13) Kurdî etiketli Kemalist cenah ile iktidar olan İslâmî, Türkçü Kemalist cenah arasında 2015 yılında Dîyarbekir'in kalbinde, Sur içinde, dört ayaklı minarenin hemen dibinde tarihe, kültüre, Dîyarbekir'e suikast düzenlendi; barış Elçi'sinin şahsında Dîyarbekir şehid edildi.
14) Ortaklardan biri kültür festivali düzenlerken, diger fail, yıkımdaki payını unutup itiraz ediyor.
Dîyarbekir ikisinden de uzun yaşayacak ve ikisinin de yaptıklarını unutmayacaktır.
Dîyarbekir'in tanıtıma ihtiyacı yok, zaten biliniyor.
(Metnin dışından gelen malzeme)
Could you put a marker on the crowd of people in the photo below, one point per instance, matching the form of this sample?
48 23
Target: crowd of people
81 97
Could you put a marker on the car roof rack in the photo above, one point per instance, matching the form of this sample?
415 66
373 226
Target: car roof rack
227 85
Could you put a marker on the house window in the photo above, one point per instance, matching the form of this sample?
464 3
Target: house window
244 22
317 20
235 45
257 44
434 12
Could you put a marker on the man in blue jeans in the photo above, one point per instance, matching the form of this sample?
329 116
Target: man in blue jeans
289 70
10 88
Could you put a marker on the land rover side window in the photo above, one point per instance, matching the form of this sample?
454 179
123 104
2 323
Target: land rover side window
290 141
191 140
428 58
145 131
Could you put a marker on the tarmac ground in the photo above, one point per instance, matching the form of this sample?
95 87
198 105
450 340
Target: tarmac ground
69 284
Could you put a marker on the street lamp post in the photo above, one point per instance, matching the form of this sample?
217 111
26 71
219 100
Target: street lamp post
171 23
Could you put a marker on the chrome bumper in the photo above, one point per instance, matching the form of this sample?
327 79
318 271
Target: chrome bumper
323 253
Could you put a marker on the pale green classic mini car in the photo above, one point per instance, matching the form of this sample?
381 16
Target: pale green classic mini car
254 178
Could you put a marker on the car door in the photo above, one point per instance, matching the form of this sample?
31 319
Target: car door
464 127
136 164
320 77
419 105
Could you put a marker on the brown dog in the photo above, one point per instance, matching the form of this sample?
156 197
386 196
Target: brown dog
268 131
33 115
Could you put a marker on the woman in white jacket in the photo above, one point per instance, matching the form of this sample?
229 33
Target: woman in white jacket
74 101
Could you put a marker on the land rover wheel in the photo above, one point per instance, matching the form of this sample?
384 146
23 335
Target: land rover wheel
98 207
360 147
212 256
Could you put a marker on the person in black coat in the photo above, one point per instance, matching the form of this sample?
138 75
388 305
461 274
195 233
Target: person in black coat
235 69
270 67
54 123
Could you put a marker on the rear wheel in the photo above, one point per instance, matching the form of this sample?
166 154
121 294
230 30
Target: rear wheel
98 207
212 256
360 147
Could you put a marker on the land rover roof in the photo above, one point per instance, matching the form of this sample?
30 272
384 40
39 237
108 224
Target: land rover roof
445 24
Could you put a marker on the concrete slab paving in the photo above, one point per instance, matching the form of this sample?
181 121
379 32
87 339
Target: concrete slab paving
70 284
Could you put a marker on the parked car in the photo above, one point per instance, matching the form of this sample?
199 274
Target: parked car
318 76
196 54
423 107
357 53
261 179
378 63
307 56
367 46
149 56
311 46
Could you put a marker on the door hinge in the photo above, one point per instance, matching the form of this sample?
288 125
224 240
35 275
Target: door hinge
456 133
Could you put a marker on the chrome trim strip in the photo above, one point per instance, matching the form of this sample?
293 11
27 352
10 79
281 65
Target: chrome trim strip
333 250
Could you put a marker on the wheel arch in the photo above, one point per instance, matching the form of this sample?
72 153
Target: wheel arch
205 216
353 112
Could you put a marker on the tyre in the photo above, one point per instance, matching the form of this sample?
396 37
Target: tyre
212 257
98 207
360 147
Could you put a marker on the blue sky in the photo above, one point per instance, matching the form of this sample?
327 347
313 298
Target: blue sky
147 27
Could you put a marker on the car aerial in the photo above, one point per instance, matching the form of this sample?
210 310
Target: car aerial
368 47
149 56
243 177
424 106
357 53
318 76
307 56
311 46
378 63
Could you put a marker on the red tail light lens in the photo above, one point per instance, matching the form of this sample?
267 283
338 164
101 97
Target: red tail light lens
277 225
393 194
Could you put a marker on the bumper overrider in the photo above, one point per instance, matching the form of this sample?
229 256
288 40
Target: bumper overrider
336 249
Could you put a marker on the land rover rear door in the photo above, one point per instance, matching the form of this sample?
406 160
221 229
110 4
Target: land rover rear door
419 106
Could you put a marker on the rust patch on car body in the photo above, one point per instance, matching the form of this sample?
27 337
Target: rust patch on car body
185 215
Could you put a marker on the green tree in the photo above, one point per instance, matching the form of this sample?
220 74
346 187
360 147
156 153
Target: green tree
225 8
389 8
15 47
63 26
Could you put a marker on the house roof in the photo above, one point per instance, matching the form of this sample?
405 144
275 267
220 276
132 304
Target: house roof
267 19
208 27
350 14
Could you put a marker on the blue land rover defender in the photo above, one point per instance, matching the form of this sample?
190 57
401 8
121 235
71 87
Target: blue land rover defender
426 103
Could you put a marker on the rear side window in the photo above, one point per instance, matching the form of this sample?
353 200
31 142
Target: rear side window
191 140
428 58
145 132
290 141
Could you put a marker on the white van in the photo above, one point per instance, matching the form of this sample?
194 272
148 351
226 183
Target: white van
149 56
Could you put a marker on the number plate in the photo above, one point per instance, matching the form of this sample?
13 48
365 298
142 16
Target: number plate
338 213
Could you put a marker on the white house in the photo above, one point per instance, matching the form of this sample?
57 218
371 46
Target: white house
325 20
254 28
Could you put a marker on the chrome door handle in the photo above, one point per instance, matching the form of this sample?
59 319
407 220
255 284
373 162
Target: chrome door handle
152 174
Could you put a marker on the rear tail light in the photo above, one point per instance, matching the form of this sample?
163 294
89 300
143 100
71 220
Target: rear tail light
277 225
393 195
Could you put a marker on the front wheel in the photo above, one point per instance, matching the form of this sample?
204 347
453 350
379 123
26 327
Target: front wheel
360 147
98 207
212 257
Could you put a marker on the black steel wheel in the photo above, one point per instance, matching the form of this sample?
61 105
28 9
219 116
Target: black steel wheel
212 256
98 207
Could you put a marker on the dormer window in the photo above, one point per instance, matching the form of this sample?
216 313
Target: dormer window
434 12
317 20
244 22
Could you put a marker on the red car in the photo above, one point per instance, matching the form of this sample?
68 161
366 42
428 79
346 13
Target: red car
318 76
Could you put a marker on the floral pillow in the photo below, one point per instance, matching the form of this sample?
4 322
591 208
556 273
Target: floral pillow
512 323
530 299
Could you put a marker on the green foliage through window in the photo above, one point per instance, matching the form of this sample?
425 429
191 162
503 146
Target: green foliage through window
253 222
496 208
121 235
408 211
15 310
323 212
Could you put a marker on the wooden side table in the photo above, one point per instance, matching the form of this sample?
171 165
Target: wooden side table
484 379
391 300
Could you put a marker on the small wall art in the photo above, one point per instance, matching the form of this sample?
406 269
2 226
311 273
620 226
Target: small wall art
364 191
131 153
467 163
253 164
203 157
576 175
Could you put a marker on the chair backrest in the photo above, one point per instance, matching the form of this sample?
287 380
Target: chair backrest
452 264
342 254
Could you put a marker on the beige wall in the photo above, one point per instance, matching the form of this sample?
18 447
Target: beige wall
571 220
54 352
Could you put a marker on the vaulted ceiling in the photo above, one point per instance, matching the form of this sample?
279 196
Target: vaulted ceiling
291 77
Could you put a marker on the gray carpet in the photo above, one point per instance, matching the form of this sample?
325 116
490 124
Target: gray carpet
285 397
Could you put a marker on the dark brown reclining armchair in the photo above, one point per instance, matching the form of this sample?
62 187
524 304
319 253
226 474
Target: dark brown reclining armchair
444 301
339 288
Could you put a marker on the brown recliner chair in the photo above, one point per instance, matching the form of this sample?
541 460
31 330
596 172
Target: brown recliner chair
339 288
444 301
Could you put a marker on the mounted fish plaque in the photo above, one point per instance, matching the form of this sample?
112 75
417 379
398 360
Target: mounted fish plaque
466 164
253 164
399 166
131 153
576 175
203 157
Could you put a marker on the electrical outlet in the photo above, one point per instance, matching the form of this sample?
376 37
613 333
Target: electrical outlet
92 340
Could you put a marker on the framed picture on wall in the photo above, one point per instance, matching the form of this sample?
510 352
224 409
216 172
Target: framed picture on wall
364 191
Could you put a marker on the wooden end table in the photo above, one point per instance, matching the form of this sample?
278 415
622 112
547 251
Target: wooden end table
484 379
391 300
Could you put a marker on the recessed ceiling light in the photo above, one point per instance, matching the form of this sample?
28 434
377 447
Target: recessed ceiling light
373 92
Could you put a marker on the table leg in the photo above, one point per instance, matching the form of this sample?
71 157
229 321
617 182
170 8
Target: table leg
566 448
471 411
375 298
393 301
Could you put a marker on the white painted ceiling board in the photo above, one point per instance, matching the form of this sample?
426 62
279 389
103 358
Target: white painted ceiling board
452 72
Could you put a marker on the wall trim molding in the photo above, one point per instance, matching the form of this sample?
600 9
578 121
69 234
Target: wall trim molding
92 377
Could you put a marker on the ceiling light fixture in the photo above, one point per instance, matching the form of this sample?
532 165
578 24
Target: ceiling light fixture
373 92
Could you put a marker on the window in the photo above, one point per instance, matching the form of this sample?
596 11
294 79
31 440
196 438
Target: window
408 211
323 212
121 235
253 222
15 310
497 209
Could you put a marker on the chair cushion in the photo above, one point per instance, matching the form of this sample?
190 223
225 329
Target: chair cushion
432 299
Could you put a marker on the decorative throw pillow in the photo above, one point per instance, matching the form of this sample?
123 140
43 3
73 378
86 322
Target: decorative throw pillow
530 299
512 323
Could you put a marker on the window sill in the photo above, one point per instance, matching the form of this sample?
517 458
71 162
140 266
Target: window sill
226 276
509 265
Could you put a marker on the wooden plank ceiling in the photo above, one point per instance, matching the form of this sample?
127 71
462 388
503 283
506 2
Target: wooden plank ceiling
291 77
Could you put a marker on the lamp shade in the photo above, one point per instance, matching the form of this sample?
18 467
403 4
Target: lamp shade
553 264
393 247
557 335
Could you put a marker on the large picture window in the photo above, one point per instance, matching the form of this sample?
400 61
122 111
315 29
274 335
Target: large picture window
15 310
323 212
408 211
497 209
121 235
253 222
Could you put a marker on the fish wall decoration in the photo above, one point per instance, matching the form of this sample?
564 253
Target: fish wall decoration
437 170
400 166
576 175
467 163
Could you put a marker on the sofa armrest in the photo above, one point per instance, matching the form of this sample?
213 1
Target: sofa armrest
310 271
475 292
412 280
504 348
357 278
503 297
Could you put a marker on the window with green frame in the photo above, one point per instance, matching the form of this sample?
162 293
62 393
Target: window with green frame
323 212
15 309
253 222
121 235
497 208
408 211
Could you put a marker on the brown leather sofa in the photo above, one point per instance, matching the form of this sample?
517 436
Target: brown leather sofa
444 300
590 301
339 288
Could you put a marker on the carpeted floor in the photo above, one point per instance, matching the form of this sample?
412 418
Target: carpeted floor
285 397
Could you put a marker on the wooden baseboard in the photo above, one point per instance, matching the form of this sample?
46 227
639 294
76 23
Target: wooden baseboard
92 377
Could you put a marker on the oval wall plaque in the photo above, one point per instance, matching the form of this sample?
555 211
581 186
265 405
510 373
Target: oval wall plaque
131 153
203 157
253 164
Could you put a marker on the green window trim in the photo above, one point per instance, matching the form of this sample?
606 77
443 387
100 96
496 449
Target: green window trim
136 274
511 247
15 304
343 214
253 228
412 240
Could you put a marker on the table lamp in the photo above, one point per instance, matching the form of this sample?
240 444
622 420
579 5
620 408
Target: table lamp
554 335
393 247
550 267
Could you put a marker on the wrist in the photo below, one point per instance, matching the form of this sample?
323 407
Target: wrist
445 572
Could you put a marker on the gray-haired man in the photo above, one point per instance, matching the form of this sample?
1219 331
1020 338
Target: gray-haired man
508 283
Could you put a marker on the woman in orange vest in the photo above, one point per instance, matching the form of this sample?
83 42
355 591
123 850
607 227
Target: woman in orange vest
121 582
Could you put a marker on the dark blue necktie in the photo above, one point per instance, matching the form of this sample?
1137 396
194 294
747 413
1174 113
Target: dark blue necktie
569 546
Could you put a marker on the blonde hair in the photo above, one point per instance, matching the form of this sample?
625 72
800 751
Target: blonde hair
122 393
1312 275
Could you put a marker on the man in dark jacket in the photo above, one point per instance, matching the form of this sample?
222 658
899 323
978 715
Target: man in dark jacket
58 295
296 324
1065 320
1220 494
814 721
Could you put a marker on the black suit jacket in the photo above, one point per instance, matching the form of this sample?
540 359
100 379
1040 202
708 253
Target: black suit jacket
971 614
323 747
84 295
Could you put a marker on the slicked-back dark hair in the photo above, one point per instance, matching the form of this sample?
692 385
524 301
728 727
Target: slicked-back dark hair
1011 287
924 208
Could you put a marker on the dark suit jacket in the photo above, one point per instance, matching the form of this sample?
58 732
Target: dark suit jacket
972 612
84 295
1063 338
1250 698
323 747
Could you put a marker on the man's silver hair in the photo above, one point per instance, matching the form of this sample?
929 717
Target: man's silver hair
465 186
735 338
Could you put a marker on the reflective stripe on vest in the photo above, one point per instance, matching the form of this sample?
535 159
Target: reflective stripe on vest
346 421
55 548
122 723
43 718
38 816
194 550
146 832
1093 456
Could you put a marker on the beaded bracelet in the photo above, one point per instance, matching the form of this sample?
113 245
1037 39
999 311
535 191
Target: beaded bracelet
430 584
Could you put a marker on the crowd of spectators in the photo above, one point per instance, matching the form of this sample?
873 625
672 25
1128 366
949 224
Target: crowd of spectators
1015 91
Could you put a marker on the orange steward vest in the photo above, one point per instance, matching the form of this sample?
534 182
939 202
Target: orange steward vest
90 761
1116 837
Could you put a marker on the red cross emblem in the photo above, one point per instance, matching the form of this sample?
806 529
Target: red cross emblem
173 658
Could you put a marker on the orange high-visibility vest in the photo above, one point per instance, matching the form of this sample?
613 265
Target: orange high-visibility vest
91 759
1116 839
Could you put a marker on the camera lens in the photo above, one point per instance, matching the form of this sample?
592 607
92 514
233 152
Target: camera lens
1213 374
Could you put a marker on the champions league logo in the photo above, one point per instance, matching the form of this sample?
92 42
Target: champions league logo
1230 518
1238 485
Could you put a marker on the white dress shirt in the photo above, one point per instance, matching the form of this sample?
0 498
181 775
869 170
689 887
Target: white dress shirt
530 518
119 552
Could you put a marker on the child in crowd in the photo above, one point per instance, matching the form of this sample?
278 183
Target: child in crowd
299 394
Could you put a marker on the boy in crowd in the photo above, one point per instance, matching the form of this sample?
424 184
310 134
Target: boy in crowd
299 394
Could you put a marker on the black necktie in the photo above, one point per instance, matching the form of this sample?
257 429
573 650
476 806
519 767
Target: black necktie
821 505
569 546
Dîyarbekir'in özgürlüğe ihtiyacı vardır.
15) İslâm ve Türklük ile Kürdlüğü örtme, gözden kaçırma, perdeleme işini devlet ve bir kısım Kürtler beraber deruhte ediyor.
Dîyarbekir'in kimliği İslâmî ve Kurdî 'dir, sadece İslâmî söylem de, İslâmî Türkî söylem de yanlıştır.
Kemalizmin panzehiri Dîyarbekir ve Kurdî kimliğidir.”